In Uganda in 2005, only 12% of women and 11% of men aged 15–59 years reported that they had ever received HCT. 1 The major barriers to HCT include perceived negative consequences of a test result, influences from a sexual partner, cost of HCT, physical accessibility of HCT, awareness, risk of HIV infection, the need for linking HCT with care, and the perceived low quality of care of HCT services. 1,18,19 Home-based HCT has acceptance rates of over 90%, thus overcoming many of the perceived obstacles. 20 However, it has not been fully implemented in a population-based program outside of a study context. If HCT could be offered to an entire population over a relatively short period of time, this could not only increase access to an important prevention tool, but could potentially reduce morbidity and mortality by early identification of HIV infection and provision of care. In high HIV prevalence settings, e.g., in Uganda, and many other countries in sub-Saharan Africa, it would be ideal for every adult to know their HIV status. Providing this service on a community-wide basis might help to reduce stigma that can be associated with testing, educate large populations, and empower the community to take charge of its own health. 21 We implemented a district-wide, door-to-door, HCT and care program in Uganda and assessed the uptake of HIV testing and care services.
Methods
Program setting
The home-based HCT program (named “Everyone Know Your Status”) was implemented by the Integrated Community Based Initiatives (ICOBI), an indigenous nongovernmental organization, in collaboration with the District Health Services of Bushenyi District, in southwestern Uganda from September 1, 2004 to March 31, 2007.

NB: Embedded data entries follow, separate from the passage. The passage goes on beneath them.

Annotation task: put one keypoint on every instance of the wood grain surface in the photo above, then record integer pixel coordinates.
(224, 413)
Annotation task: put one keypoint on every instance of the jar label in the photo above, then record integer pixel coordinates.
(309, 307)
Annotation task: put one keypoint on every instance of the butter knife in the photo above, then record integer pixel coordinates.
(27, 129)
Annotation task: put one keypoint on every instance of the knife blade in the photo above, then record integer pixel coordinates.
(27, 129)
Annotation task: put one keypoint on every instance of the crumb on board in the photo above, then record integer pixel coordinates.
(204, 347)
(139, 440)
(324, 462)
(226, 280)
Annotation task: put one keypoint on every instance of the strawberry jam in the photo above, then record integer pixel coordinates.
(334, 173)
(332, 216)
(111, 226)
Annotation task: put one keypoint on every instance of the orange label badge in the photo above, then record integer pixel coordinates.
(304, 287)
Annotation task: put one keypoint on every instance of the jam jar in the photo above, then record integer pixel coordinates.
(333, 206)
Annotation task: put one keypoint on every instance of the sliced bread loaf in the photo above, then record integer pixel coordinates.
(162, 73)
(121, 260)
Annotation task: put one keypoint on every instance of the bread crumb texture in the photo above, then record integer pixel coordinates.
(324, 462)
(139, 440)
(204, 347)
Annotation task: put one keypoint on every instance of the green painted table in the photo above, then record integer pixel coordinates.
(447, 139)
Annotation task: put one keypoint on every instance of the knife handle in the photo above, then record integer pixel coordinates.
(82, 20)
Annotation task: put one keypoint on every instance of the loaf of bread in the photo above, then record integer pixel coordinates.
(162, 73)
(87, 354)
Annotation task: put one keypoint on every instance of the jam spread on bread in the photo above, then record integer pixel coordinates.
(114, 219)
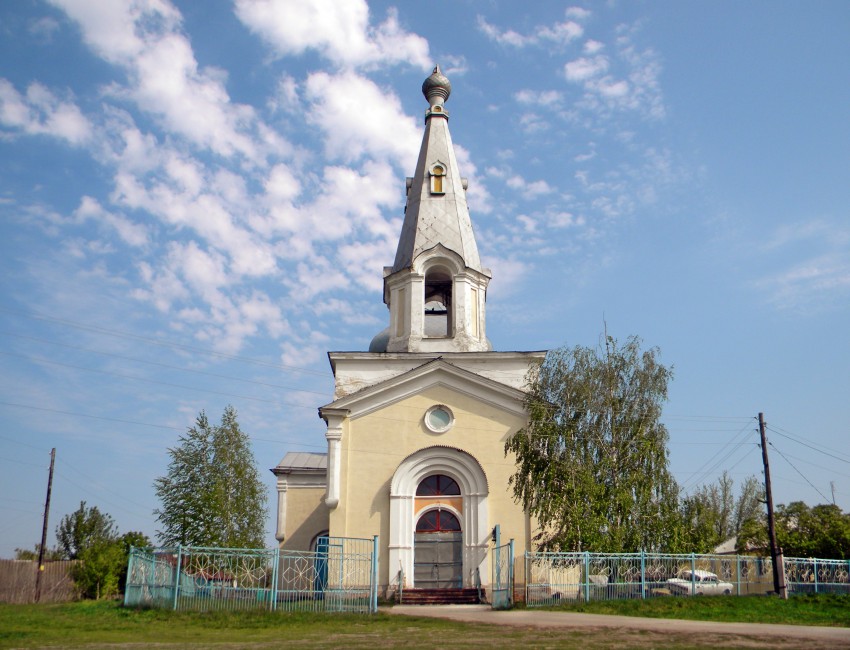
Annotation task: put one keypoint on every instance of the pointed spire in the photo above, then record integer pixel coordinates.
(436, 211)
(436, 288)
(437, 88)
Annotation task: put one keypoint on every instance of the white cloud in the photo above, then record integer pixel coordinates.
(539, 97)
(812, 284)
(39, 112)
(529, 190)
(131, 233)
(360, 119)
(454, 66)
(558, 33)
(626, 80)
(144, 39)
(340, 31)
(44, 27)
(585, 68)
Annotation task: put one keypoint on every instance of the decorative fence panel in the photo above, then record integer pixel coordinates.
(338, 576)
(502, 576)
(555, 577)
(811, 575)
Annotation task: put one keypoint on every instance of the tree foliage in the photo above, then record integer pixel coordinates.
(90, 536)
(212, 494)
(82, 529)
(821, 531)
(712, 514)
(592, 463)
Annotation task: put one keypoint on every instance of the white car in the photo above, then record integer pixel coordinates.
(700, 583)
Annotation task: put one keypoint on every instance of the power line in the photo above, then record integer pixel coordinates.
(162, 365)
(805, 444)
(711, 464)
(799, 472)
(160, 343)
(93, 417)
(133, 377)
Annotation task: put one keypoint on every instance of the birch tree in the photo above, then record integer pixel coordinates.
(592, 463)
(212, 494)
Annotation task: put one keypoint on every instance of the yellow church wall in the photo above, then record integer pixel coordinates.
(306, 517)
(374, 445)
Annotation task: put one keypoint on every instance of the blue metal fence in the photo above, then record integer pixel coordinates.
(340, 575)
(502, 576)
(555, 577)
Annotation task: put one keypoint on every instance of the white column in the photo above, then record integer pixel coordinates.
(334, 438)
(280, 535)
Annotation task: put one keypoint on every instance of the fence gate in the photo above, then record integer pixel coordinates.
(502, 576)
(340, 575)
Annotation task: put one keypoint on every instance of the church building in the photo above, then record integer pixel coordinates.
(417, 426)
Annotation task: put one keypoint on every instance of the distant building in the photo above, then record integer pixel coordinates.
(417, 426)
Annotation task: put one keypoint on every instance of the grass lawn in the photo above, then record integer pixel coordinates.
(105, 624)
(821, 609)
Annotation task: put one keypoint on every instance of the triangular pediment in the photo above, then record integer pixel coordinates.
(436, 372)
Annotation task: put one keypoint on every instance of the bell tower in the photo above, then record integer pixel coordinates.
(436, 289)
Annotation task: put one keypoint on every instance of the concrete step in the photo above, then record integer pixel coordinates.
(467, 596)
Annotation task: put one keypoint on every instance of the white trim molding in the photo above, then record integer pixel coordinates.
(470, 477)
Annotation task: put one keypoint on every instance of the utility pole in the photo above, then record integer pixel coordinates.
(775, 551)
(44, 528)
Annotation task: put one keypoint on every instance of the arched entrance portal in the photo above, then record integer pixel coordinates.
(438, 540)
(443, 481)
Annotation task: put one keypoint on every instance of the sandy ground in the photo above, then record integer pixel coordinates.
(753, 635)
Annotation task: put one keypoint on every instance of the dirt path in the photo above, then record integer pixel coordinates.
(748, 634)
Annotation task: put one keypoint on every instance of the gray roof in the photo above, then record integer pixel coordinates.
(303, 460)
(432, 219)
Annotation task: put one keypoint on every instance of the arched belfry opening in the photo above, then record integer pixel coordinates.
(438, 303)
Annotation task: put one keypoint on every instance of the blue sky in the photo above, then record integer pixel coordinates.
(197, 200)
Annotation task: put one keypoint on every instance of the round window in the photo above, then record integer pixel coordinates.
(439, 418)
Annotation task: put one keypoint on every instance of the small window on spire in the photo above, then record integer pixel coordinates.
(438, 172)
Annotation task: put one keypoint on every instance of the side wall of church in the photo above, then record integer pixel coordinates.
(373, 446)
(306, 517)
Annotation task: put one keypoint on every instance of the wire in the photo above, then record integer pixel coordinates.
(711, 464)
(134, 377)
(162, 365)
(93, 417)
(167, 344)
(800, 442)
(799, 472)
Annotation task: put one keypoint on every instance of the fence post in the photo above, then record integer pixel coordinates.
(177, 575)
(130, 563)
(511, 574)
(815, 569)
(586, 577)
(693, 574)
(738, 573)
(275, 568)
(374, 594)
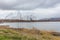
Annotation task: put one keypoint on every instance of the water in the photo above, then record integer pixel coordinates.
(55, 26)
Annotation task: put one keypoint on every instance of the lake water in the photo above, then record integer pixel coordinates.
(55, 26)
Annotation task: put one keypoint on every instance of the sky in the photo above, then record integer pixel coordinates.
(39, 9)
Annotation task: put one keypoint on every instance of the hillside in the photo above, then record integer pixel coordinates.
(7, 33)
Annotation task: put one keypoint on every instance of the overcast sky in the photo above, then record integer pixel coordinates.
(39, 8)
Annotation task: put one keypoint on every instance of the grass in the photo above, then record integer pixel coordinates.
(26, 34)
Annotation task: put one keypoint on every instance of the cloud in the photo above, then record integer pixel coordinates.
(41, 13)
(27, 4)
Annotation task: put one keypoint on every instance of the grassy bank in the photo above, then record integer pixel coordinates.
(26, 34)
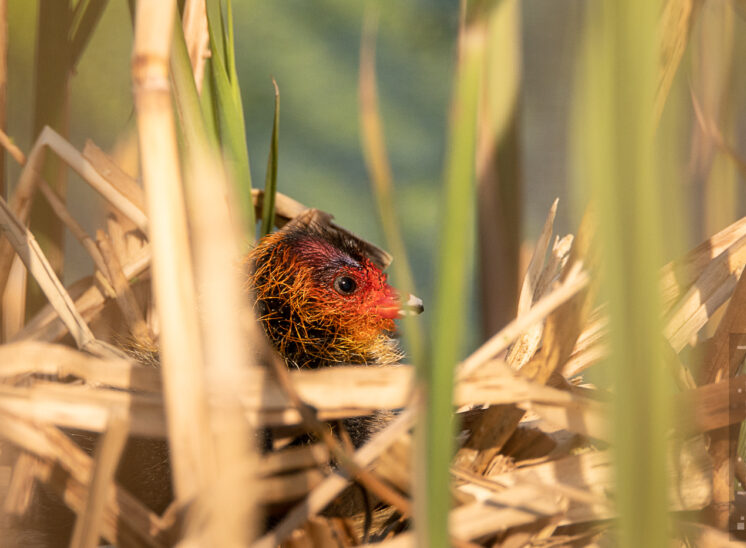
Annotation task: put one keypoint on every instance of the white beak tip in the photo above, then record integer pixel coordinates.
(411, 307)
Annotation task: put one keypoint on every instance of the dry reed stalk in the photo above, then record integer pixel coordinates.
(493, 513)
(46, 325)
(125, 298)
(525, 347)
(83, 408)
(105, 460)
(674, 27)
(59, 208)
(352, 394)
(125, 520)
(575, 281)
(20, 203)
(26, 358)
(725, 354)
(713, 287)
(13, 301)
(110, 170)
(710, 129)
(38, 266)
(21, 488)
(678, 276)
(197, 38)
(193, 459)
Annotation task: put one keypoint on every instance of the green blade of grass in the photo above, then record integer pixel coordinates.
(229, 111)
(615, 153)
(270, 181)
(433, 499)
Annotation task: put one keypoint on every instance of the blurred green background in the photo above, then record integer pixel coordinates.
(312, 49)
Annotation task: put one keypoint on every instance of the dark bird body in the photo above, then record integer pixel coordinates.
(322, 298)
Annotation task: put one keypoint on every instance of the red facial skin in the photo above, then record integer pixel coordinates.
(307, 316)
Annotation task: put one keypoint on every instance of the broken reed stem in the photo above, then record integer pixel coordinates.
(192, 456)
(11, 147)
(576, 281)
(76, 230)
(124, 296)
(38, 266)
(108, 451)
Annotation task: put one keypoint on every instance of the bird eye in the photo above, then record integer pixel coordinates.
(344, 285)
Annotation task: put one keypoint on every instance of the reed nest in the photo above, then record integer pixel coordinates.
(533, 464)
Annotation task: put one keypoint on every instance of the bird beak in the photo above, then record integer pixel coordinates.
(411, 307)
(392, 306)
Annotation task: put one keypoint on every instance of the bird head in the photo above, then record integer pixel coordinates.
(323, 297)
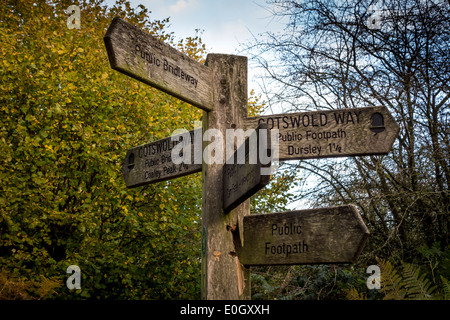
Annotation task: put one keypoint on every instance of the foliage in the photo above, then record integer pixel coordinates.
(327, 57)
(408, 281)
(66, 121)
(13, 288)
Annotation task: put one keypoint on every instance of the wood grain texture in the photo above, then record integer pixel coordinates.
(241, 177)
(314, 236)
(138, 54)
(152, 162)
(223, 277)
(331, 133)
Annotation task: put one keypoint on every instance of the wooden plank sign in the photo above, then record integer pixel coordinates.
(326, 235)
(152, 162)
(332, 133)
(138, 54)
(242, 178)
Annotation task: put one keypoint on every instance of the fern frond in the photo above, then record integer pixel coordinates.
(392, 285)
(445, 288)
(417, 286)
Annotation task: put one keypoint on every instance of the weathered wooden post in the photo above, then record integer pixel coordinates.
(325, 235)
(223, 277)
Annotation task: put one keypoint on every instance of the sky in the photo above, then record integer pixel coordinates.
(226, 24)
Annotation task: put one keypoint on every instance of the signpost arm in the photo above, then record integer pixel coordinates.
(223, 276)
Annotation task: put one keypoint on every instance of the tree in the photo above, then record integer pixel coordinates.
(66, 121)
(345, 54)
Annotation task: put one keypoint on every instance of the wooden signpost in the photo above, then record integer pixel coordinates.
(152, 162)
(325, 235)
(138, 54)
(332, 133)
(232, 240)
(241, 177)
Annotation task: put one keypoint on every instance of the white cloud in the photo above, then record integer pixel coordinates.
(182, 5)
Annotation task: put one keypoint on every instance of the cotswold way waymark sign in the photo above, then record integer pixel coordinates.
(152, 162)
(332, 133)
(232, 239)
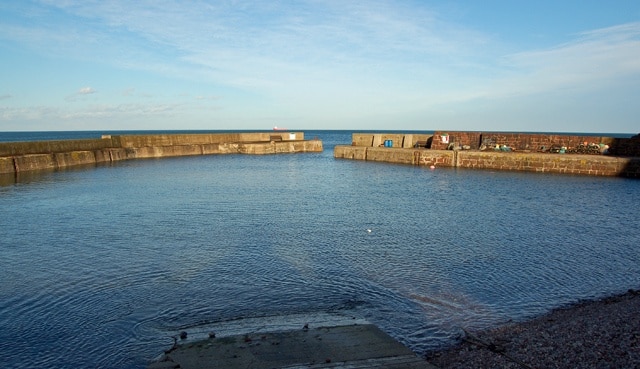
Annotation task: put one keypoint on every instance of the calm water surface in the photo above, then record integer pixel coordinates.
(100, 266)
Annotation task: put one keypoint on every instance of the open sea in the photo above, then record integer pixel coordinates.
(101, 266)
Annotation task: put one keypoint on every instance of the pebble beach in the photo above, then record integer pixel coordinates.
(591, 334)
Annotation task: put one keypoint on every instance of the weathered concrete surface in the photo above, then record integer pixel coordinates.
(595, 165)
(351, 346)
(441, 158)
(378, 139)
(49, 155)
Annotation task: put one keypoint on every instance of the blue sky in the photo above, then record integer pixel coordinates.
(562, 66)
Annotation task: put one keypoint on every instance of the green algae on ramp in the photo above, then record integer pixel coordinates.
(347, 346)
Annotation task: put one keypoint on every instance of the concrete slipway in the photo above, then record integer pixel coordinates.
(316, 344)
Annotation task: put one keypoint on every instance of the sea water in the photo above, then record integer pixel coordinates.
(100, 266)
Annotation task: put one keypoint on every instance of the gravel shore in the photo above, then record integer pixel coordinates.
(593, 334)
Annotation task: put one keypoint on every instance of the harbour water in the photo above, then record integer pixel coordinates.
(101, 266)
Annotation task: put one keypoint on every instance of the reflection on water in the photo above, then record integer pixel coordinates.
(101, 266)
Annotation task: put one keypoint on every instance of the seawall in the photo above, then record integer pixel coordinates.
(16, 157)
(367, 147)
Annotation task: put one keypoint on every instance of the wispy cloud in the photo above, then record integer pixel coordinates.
(81, 92)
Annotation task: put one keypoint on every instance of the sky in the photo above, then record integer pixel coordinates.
(480, 65)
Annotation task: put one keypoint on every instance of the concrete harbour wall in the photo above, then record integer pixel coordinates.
(16, 157)
(580, 164)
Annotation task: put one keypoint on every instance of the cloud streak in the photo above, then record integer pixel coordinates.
(313, 60)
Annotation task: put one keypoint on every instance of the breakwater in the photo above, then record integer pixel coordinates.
(18, 157)
(523, 154)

Bushenyi District has a population of approximately 800,000 people (projected from the 2002 census) in an area of 5396 square kilometers. At least 20% of the population is younger than 5 years of age; 44% are between 15 and 49 years of age, and approximately 95% of the population is rural with subsistence agriculture as the main source of income. Administratively, Bushenyi District is divided into 5 counties, 29 subcounties, 170 parishes, 2034 villages, and 142,832 households. The district is served by 3 hospitals, 89 health centers, and 215 immunization posts. In 2004, facility-based HCT, including provision of services for prevention of mother-to-child transmission of HIV, was available at 15 of the health units. Provision of antiretroviral therapy (ART) was available at 5 health units and CD4 cell count testing was available at one health unit.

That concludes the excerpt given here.